Some highlights from the article:

  • ''If you have 100 percent confidence that you can pull off a shot, most of the time you will.'' -- Michael Jordan My takeaways: Not many traders who do not believe in themselves will succeed.

  • "Focus on the little things. During my basketball career, I always told myself to focus on the little things because little things added up to big things. I equate making putts with making free throws, and my biggest mental challenge shooting free throws was in my second year, 1986, when I came back from a foot injury for the playoffs and had a 63-point game against Boston in the Garden. I had to make two free throws to send the game into overtime, and all I focused on was the basics -- I'm not gonna be short. I'm gonna extend and reach for the rim -- all the fundamentals that I had worked on at home and at practice for all those years. Golf is no different. Don't assume, for example, that any putt is good. Make sure you putt every three-footer with conviction.
    And keep score every time you play. I do. " My takeaways: focus on one trade at a time. Keep score = keep track of your stats (win %, average winner, etc...).

  • "Don't think about the prize; think about the work. At my basketball camps every year, I award the kids shoes if they make a certain number of free throws or if they complete an around-the-world or something like that. But I always tell them that if they're thinking about the prize, they should be thinking about the work. Prepare, practice and perfect it. Do the work, and the prizes will come." My takeaways: this one is obvious. Focusing on PnL and avoiding the day to day work is a recipe for disaster.

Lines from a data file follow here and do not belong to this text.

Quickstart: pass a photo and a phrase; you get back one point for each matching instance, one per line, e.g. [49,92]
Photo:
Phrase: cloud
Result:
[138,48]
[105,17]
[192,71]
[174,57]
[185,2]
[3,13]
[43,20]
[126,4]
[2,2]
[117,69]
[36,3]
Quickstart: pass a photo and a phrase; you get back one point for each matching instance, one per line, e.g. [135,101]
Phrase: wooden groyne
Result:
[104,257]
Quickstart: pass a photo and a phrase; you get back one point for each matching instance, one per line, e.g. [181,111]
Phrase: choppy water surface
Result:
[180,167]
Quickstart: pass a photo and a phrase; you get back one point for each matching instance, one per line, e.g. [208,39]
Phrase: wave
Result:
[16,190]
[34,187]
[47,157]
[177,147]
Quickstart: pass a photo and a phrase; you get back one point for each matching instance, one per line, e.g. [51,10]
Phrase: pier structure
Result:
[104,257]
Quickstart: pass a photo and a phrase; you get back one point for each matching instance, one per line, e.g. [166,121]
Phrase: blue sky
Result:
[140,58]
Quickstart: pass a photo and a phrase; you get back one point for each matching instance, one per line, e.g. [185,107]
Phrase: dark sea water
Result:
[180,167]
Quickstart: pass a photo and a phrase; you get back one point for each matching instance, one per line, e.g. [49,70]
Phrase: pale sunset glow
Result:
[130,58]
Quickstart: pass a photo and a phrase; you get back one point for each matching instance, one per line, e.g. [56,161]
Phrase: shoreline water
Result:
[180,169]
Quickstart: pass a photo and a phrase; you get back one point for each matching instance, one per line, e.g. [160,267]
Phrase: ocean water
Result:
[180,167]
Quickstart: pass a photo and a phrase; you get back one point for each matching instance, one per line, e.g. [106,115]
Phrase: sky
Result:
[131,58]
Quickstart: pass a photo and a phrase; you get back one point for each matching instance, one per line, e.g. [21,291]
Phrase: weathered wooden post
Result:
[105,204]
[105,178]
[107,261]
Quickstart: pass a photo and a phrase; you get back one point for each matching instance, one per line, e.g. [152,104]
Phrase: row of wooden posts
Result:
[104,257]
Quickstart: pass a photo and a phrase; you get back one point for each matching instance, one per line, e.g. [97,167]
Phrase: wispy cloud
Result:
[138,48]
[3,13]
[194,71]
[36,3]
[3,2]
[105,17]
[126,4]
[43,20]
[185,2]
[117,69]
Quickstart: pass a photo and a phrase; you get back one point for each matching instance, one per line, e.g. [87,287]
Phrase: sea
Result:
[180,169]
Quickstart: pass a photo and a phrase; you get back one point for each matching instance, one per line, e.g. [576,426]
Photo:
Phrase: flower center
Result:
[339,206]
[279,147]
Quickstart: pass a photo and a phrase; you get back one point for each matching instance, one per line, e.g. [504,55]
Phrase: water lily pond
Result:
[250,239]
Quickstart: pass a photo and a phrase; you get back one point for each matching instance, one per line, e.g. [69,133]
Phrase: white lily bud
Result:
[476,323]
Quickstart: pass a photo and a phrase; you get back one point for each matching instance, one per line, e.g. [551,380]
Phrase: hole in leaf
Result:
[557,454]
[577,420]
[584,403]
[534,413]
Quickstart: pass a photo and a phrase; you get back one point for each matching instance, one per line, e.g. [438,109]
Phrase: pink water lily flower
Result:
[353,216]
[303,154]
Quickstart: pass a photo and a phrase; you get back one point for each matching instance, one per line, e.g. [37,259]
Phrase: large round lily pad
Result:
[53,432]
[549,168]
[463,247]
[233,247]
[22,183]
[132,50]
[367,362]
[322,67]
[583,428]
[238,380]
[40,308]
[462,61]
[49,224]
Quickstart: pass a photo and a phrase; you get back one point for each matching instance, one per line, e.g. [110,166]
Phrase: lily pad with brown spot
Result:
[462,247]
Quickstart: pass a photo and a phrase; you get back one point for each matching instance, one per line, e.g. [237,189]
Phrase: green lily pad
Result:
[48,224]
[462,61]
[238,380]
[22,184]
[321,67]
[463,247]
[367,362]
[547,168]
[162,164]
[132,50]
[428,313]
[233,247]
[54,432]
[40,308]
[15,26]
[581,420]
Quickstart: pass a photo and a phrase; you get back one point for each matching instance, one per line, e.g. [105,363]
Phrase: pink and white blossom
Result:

  • "Keep it simple. There are a lot of correlations between basketball and golf, especially on the mental side. Whenever I played a big game, I tried to stick to things I knew I was capable of doing. I do the same in golf. I've seen Tiger hit that stinger, and I know it's doable for me, too, but it isn't a shot I've practiced much. Why would I try that in the heat of the moment?
    My instructor, Ed Ibarguen, has me focus on a specific target before every swing. One of my biggest problems is, sometimes when I see water right I try extra hard to stay away from it. And what happens? You end up going right in the water. That's because you're focusing on the wrong thing.
    Eddie tells me to pick a blade of grass on my line or a building in the distance and to blindfold myself to everything else. That's keeping it simple, and that works especially well in pressure situations."
    My takeaways: Focusing on the home run trade, what a big trader is doing, or complex setups are not great...especially if struggling. Focus on your best set up, a simple trade. What simple steps do you do to prepare for a trade, enter the trade, and exit the trade. Focus on the blade of grass in front of you, not the end of year PnL number.